Blam did as he was told. Instead of walking around the Avala’s rectangular courtyard, gazing at the posters of coming attractions and immersing himself in the temporary security that they and the people who came here for pleasure afforded him, he cut through the crowd and proceeded along the narrow passage between the walls of the cinema and the courtyard apartments. The squeaky sound track of the film showing inside filtered through the bolted doors, but the passage was dark and deserted, the people in the apartments having withdrawn behind their curtains to have supper or go to bed. Not since Blam had become obsessed with death had he ventured into a place so isolated and unfamiliar, and he felt extremely uncomfortable. Stumbling on in the dark, he sensed more and more that Čutura had descended upon him when his defenses were down and was dragging him into something against his nature.
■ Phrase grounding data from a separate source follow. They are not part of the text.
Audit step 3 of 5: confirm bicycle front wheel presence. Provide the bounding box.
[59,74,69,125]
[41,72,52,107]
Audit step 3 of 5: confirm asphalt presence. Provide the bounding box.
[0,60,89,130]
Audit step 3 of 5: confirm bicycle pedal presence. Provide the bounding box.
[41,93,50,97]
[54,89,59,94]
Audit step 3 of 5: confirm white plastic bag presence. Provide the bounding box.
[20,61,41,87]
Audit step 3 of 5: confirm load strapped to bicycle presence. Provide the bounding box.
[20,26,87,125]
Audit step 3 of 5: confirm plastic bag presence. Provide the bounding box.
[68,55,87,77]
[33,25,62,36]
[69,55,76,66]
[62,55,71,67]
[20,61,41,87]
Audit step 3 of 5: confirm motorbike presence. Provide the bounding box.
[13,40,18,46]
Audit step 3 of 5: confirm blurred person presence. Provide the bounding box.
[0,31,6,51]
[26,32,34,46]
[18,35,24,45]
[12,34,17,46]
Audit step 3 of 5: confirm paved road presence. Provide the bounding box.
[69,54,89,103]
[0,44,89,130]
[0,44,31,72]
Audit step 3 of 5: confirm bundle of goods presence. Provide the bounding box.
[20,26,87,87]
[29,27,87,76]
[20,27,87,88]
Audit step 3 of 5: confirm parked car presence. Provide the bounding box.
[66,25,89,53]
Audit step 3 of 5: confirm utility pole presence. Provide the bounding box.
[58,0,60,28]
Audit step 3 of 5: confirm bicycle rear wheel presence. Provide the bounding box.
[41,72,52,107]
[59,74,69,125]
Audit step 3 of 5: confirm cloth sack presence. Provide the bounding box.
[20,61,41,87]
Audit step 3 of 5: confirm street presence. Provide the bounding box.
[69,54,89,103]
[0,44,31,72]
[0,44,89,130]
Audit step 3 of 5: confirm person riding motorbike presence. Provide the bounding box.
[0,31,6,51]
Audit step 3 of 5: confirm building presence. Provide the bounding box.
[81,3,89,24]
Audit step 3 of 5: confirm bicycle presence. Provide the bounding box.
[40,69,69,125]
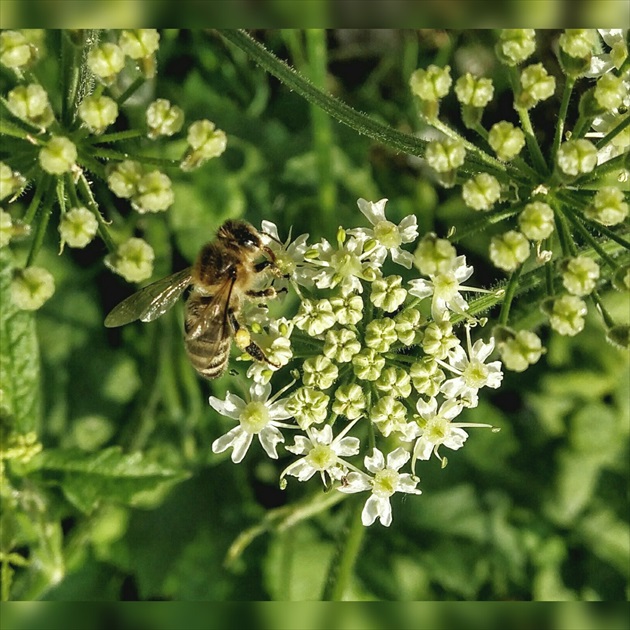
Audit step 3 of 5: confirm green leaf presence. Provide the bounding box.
[22,447,190,513]
[0,248,41,433]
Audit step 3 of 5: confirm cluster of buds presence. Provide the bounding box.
[409,29,629,346]
[1,29,228,302]
[209,199,507,527]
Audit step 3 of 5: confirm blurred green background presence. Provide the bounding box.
[1,29,628,605]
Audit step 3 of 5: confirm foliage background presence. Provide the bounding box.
[1,29,629,602]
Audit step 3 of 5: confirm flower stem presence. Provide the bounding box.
[552,76,575,162]
[76,172,117,252]
[498,264,522,326]
[321,496,365,601]
[25,178,56,266]
[595,113,630,150]
[217,30,429,158]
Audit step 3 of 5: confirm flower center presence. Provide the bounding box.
[330,251,362,278]
[373,220,402,249]
[275,251,296,275]
[462,359,489,388]
[239,401,270,434]
[432,272,459,300]
[372,468,399,497]
[306,444,337,471]
[424,417,448,443]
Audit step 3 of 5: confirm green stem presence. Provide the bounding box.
[25,179,56,266]
[85,129,145,145]
[24,174,50,223]
[116,76,146,106]
[498,265,523,326]
[554,206,578,257]
[305,29,336,224]
[590,290,616,329]
[218,30,428,158]
[321,497,365,601]
[60,30,81,127]
[552,76,575,162]
[89,146,180,170]
[76,173,117,252]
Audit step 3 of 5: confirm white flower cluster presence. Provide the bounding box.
[209,198,504,527]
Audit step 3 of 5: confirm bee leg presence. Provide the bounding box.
[245,286,287,300]
[229,311,280,368]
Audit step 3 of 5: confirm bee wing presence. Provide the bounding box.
[185,274,237,341]
[104,267,194,328]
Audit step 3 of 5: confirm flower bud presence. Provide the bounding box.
[181,120,227,171]
[375,367,412,398]
[323,328,361,363]
[488,121,526,161]
[370,396,408,437]
[146,99,184,139]
[0,30,38,69]
[498,329,544,372]
[11,266,55,310]
[594,73,627,111]
[425,138,466,173]
[106,237,155,283]
[352,348,385,381]
[303,355,339,390]
[409,65,452,102]
[294,298,336,336]
[545,294,587,336]
[364,318,398,353]
[0,162,26,202]
[7,83,54,128]
[370,275,407,312]
[394,308,422,345]
[287,387,329,429]
[119,29,160,59]
[561,256,600,296]
[413,233,457,276]
[422,321,459,359]
[455,73,494,108]
[556,139,598,177]
[518,201,555,241]
[410,358,445,397]
[330,294,363,326]
[332,384,366,420]
[132,171,174,213]
[489,231,530,272]
[584,187,628,226]
[559,29,598,59]
[462,173,501,211]
[0,209,13,247]
[516,63,556,109]
[107,160,143,199]
[496,29,536,66]
[39,136,77,175]
[59,206,99,248]
[78,95,119,134]
[87,42,125,84]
Čutura wanted to spend the night at his place. Blam could not imagine how that would work, it was impossible, and seeing how impossible it was, he saw all the more starkly the impossibility of his own situation, of his life as it was. In a series of disjointed images he pictured Čutura entering the Mercury and climbing to the mansard; he pictured himself letting Čutura in and explaining to Janja who he was and Janja, perhaps suspicious, perhaps accepting, giving him something to eat. But through those images, he felt, more, Čutura’s penetrating eyes on them, assessing the new things Janja had brought into Blam’s life — Janja herself among them — conjecturing what their relationship was like, sensing the discord, the division, deducing from a word in passing what Janja’s new job was and perhaps even who had obtained it for her, the editor-in-chief of the collaborationist Naše novine and the Blams’ former tenant. And thus Čutura would pronounce a pitiless sentence on Blam’s life. Blam did not want Čutura to condemn his life: he wanted that life to disappear without judges or witnesses; he wanted the shame of that life to disappear with him.
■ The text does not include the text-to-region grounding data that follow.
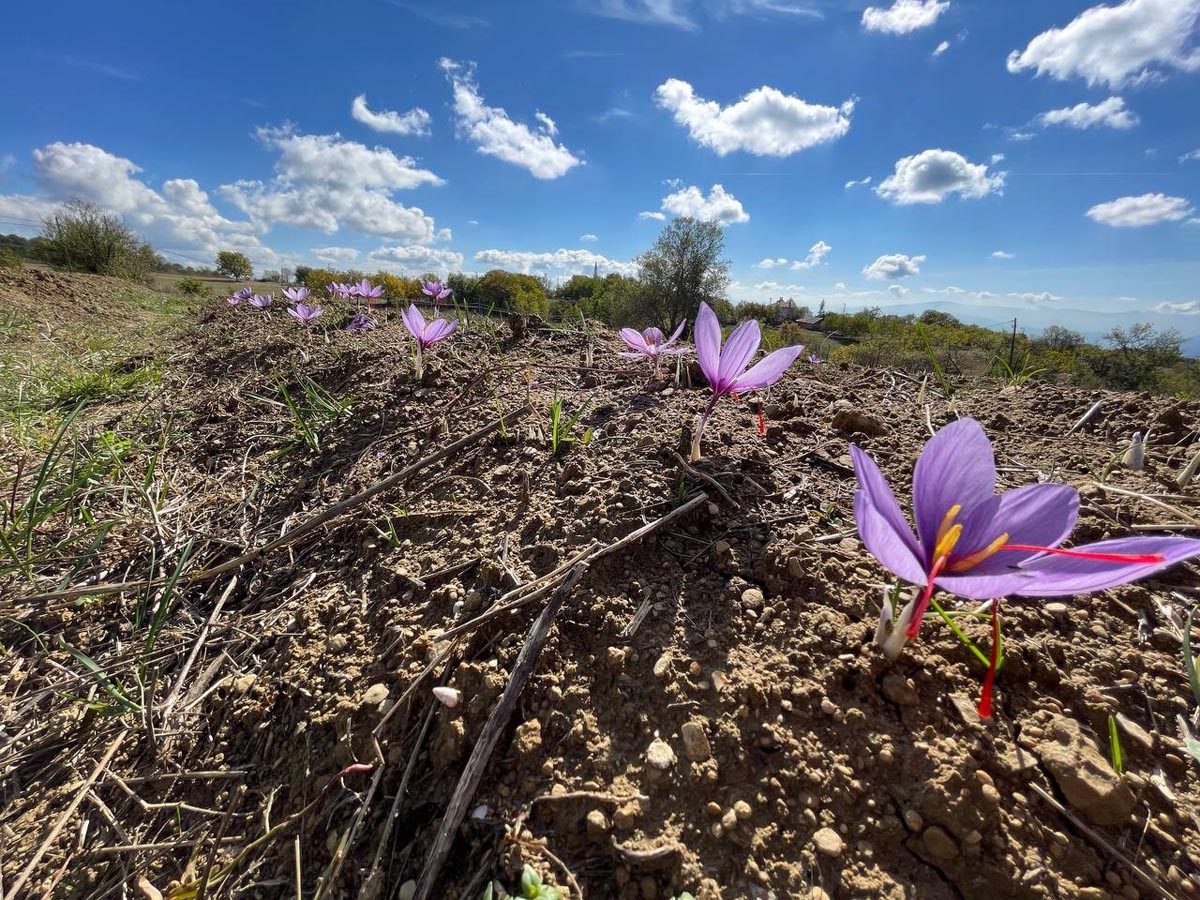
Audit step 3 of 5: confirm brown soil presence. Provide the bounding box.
[3,270,1200,900]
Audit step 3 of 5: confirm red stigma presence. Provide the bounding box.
[757,399,766,436]
[977,600,1001,719]
[1002,545,1166,565]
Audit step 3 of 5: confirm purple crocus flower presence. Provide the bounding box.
[227,287,252,305]
[248,293,272,309]
[619,321,690,377]
[345,312,375,332]
[352,279,384,304]
[287,303,324,325]
[421,280,453,307]
[807,353,821,367]
[283,287,309,304]
[689,301,804,460]
[400,303,456,379]
[853,417,1200,653]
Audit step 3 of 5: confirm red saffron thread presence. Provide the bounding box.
[1000,545,1165,565]
[907,554,948,639]
[978,600,1001,719]
[757,399,766,436]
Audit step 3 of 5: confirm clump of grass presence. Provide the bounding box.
[548,394,592,456]
[1107,714,1125,774]
[916,323,954,399]
[268,372,354,452]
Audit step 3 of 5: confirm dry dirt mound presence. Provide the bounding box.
[2,293,1200,900]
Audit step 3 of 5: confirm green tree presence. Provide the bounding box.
[475,269,549,315]
[40,199,157,281]
[638,217,730,332]
[216,250,253,281]
[1035,325,1085,352]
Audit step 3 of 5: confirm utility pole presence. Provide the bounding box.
[1007,318,1018,370]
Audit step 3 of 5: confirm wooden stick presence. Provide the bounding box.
[160,576,238,724]
[413,564,587,900]
[8,728,128,898]
[671,452,738,508]
[1067,400,1104,435]
[18,406,530,605]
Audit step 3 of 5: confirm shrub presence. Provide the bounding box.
[40,199,157,282]
[0,248,23,269]
[177,277,207,297]
[372,271,422,301]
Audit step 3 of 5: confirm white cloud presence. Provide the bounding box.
[991,250,1015,259]
[834,281,847,291]
[220,126,444,242]
[876,149,1005,204]
[1181,149,1200,162]
[1154,300,1200,314]
[367,244,465,273]
[1009,291,1062,302]
[440,58,582,179]
[350,94,432,136]
[863,253,925,279]
[638,210,667,221]
[793,240,832,269]
[653,78,853,156]
[754,280,808,293]
[587,0,698,29]
[862,0,950,34]
[583,0,823,30]
[580,233,598,242]
[1086,192,1195,226]
[1036,96,1139,130]
[922,285,967,294]
[887,284,909,297]
[756,257,789,269]
[312,246,361,265]
[7,141,279,267]
[1007,0,1200,89]
[990,153,1006,164]
[474,247,637,276]
[933,39,951,56]
[467,218,480,225]
[0,193,59,223]
[1008,131,1036,142]
[845,176,873,189]
[657,183,750,224]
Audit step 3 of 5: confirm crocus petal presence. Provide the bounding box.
[695,302,722,388]
[850,445,924,570]
[286,307,303,321]
[643,327,665,347]
[957,483,1080,575]
[402,303,426,339]
[664,318,687,347]
[619,328,650,353]
[1013,536,1200,596]
[617,351,646,359]
[912,419,997,558]
[934,569,1040,600]
[425,319,456,344]
[729,344,804,393]
[438,288,452,300]
[717,319,761,389]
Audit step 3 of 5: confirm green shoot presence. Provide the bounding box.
[271,372,354,452]
[927,595,1003,671]
[518,865,562,900]
[1184,607,1200,706]
[916,323,954,399]
[548,393,593,456]
[140,540,194,679]
[990,352,1046,387]
[56,633,142,715]
[1107,714,1125,774]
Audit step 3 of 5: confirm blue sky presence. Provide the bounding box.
[2,0,1199,336]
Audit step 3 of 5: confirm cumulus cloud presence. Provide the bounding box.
[933,39,951,56]
[753,241,831,270]
[845,176,872,189]
[1036,96,1139,129]
[875,149,1005,204]
[646,183,749,225]
[1155,300,1200,314]
[350,94,432,136]
[1181,149,1200,162]
[1007,0,1200,88]
[638,210,667,221]
[887,284,909,297]
[220,126,444,242]
[862,0,950,34]
[756,257,789,269]
[367,244,465,273]
[583,0,823,30]
[440,58,582,179]
[653,78,853,156]
[754,280,808,293]
[474,247,637,276]
[991,250,1015,259]
[312,246,361,265]
[1009,291,1062,302]
[922,285,967,294]
[863,253,925,279]
[1086,192,1195,226]
[0,141,279,266]
[991,153,1006,164]
[1008,131,1036,142]
[580,233,598,242]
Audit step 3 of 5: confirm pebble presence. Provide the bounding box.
[646,738,676,771]
[327,634,349,654]
[231,674,256,694]
[680,721,713,762]
[922,825,960,860]
[881,673,918,706]
[1045,602,1071,620]
[903,809,924,832]
[813,827,845,858]
[586,809,610,838]
[733,800,752,820]
[361,683,389,706]
[741,587,765,609]
[398,881,416,900]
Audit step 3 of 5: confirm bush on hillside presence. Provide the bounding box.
[40,199,157,282]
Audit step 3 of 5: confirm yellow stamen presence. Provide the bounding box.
[948,532,1010,573]
[934,523,962,562]
[935,504,962,547]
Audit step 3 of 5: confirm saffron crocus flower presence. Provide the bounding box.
[283,287,309,304]
[227,287,252,305]
[690,301,804,461]
[345,312,375,332]
[853,417,1200,661]
[421,280,453,306]
[287,303,324,325]
[248,293,272,309]
[400,303,456,379]
[619,321,690,377]
[352,279,384,305]
[807,353,821,367]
Thinking these thoughts, he reached the far end of the Avala. Here the narrow passage broadened into a street of sorts — one side consisting of apartments not unlike those in the courtyard, the other of scattered hovels and ramshackle workshops — and the sound track, fading, was replaced by other, closer sounds: the banging of a less than firmly closed door each time the wind blew, a child’s voice calling out. Blam stood still. What was he to do? How could he go back on his word? He turned to survey the passage, now as black as an abyss, and the dimly lit courtyard beyond it. Not a soul in sight. No Čutura. Had he walked too fast despite Čutura’s instructions? Yes, of course he had; his unpleasant thoughts had driven him like a fugitive, and he now remembered having all but run over the uneven cobblestones in the passage. But, then, he could indeed run, race through the next courtyard and vanish without a trace by turning down one of the side streets. It was an attractive possibility. He stared into the dark and through the dark to the far-off lights, seeking the figure of Čutura, seeking a decision, and saw that the lights did not come from the courtyard, they came from two windows above it, in other words, the windows of Naše novine. You could easily get there from here in the dark without anyone’s seeing you, avoiding the square. Had Janja ever sneaked in like that? Maybe he’d see her instead of Čutura, see her scurrying along the passage, still flushed from her parting embrace. But no sooner did this thought flash through his mind than it was replaced by another: the thought, no, the picture of the parting embrace of Janja and Popadić, and not here but down by the customs office, a definitely more cozy and less conspicuous meeting place than the editorial offices of Naše novine. He could just picture it, a room in an apartment belonging to a friend of Popadić’s or specially rented for the purpose, their naked bodies intertwined… and suddenly the image of the room with the enormous peasant bed and dark-green threadbare curtains came back to him: his own little love nest on Dositej Street.